La prova del quintetto romano è assolutamente superba. La suite mantiene un suo equilibrio, mostrando anche capacità compositive ed esecutive pregevoli. Sugli scudi Federica Capretti alla voce e Yuri Croscenko alla batteria, autori di prestazioni di ottimo livello, ma complimenti notevoli anche alla coppia di chitarristi Vittorio Iannucci e Stefano Reali e al bassista Daniel Cho per un lavoro ritmico e melodico di spessore.

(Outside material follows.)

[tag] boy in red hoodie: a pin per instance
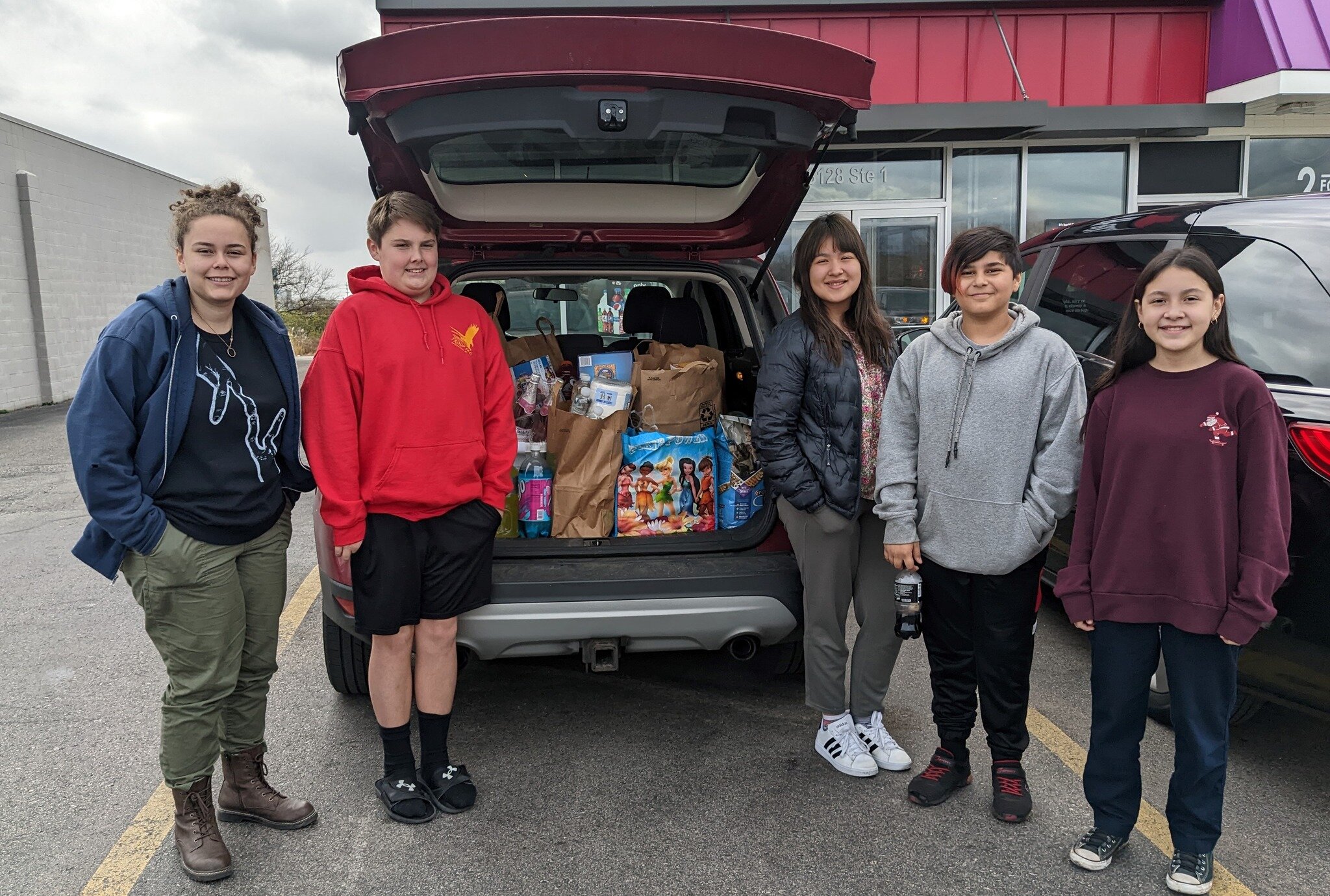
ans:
(410, 434)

Con un Djent delicato vicino al sound dei Tesseract di One e Altered State, i Garden of Delights mantengono una loro personalità. Si notano difatti aperture vicine al Progressive Metal più vario: verrebbe da chiamare in causa il Devin Townsend degli ultimi anni e, per un’affinità di tematiche, i Dream Theater di In the Presence of Enemies Part 2, in particolare per le atmosfere diaboliche di Birth of Chaos. Ma si potrebbero fare i nomi più disparati: non basterebbero a districare i vari ingredienti dell’intricato amalgama che è Garden of Delights – Suite. Non ci resta quindi che aspettare le prossime pubblicazioni della band che – sono sicuro – ci lasceranno deliziosamente senza fiato.